Do not be fooled by today's closed-door meeting at the United Nation's Security Council: It will be a long slog before any votes or vetoes are cast in the Palestinian statehood issue.
The UN Security Council will not set up a committee to review Palestinian President Mahmoud Abbas's application for statehood (formally presented last Friday) until then end of this week, at the earliest.
So while the UN Security Council is meeting privately to discuss the future of Palestine, we are talking weeks, perhaps months, before a vote is taken, the CBC reports.
In the meantime, Obama administration is working hard behind the scenes to get UN Security Council members to oppose statehood in effort to avoid its promised veto that would alienate its Arab and Muslim allies, Fox News reports.

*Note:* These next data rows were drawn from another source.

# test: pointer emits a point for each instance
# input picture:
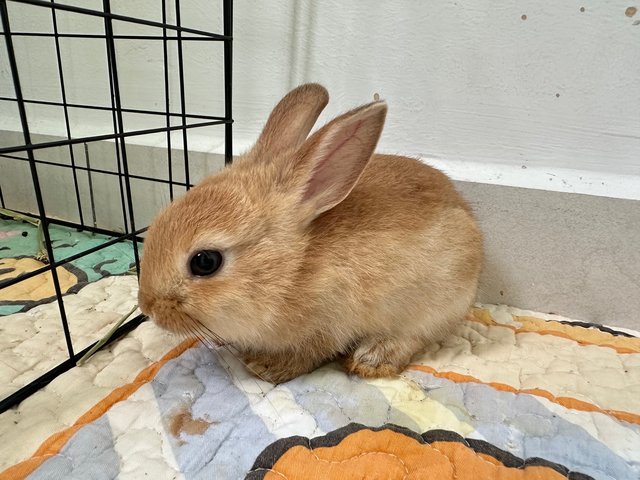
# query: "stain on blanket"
(182, 422)
(394, 452)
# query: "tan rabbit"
(311, 249)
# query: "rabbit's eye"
(205, 263)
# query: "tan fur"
(310, 275)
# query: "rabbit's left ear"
(331, 161)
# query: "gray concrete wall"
(574, 255)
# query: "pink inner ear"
(337, 169)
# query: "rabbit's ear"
(331, 161)
(292, 119)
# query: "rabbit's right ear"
(292, 119)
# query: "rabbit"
(310, 249)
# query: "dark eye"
(205, 262)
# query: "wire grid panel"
(99, 105)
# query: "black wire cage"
(172, 118)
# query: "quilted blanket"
(513, 394)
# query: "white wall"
(551, 101)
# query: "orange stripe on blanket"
(52, 445)
(567, 402)
(580, 335)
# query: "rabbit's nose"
(145, 302)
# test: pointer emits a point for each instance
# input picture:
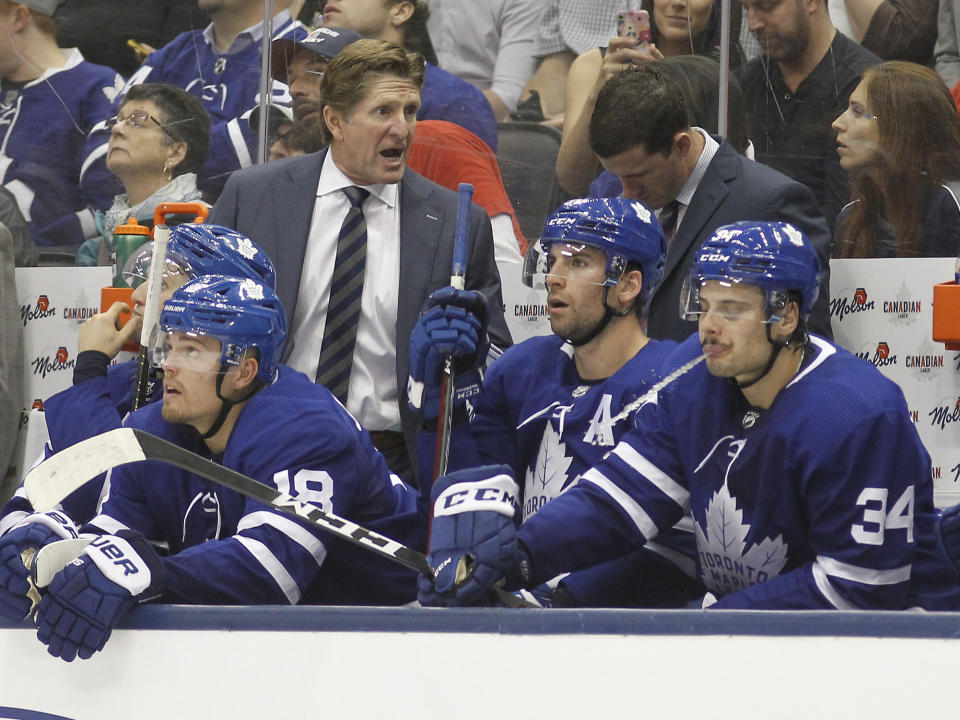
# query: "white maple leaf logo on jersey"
(111, 93)
(547, 477)
(725, 567)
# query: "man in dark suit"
(298, 211)
(641, 133)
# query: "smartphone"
(634, 24)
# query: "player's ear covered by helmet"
(240, 313)
(197, 250)
(624, 230)
(773, 256)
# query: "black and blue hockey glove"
(453, 324)
(17, 546)
(473, 540)
(88, 597)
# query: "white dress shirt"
(373, 395)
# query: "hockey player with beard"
(228, 398)
(805, 476)
(546, 406)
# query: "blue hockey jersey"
(48, 160)
(823, 500)
(228, 85)
(224, 548)
(538, 416)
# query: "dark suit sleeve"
(796, 204)
(483, 276)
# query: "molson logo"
(845, 304)
(880, 357)
(39, 311)
(945, 412)
(45, 364)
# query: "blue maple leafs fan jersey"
(228, 85)
(824, 500)
(54, 168)
(538, 416)
(225, 548)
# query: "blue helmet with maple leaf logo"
(624, 230)
(774, 256)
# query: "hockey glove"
(948, 536)
(453, 324)
(18, 595)
(473, 543)
(88, 597)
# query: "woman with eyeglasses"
(899, 141)
(158, 140)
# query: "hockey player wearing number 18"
(545, 408)
(806, 478)
(185, 539)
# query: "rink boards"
(320, 662)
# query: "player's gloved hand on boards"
(948, 536)
(89, 596)
(17, 548)
(453, 324)
(473, 540)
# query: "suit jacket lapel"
(709, 194)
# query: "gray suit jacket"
(732, 189)
(273, 204)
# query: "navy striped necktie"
(346, 289)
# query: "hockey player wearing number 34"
(806, 479)
(226, 397)
(546, 407)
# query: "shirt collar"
(332, 179)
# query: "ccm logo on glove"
(496, 494)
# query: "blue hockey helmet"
(623, 229)
(204, 249)
(773, 256)
(241, 313)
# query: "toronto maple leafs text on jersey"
(222, 547)
(822, 500)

The Palestinians need nine votes on the UN Security Council to win statehood, but they only have six for sure — China, Russia, Brazil, Lebanon, India and South Africa -- even without the veto. China formally jumped on board today.
Palestine obviously will not be granted statehood, given the promised U.S. veto, but some Israelis do not think that their leader has helped sell the case that peace talks are the path to freedom for the Palestinians.
One Haaretz writer even called Prime Minister Bibi Netanyahu's address to the UN General Assembly a speech of lies.
And in other distantly related news, AlJazeera is trying to shake its reputation as an anti-Western news agency, so it will not help its case that one of its ex-reporters admitted he was an alleged Hamas operative while on the job, the Jerusalem Post reports.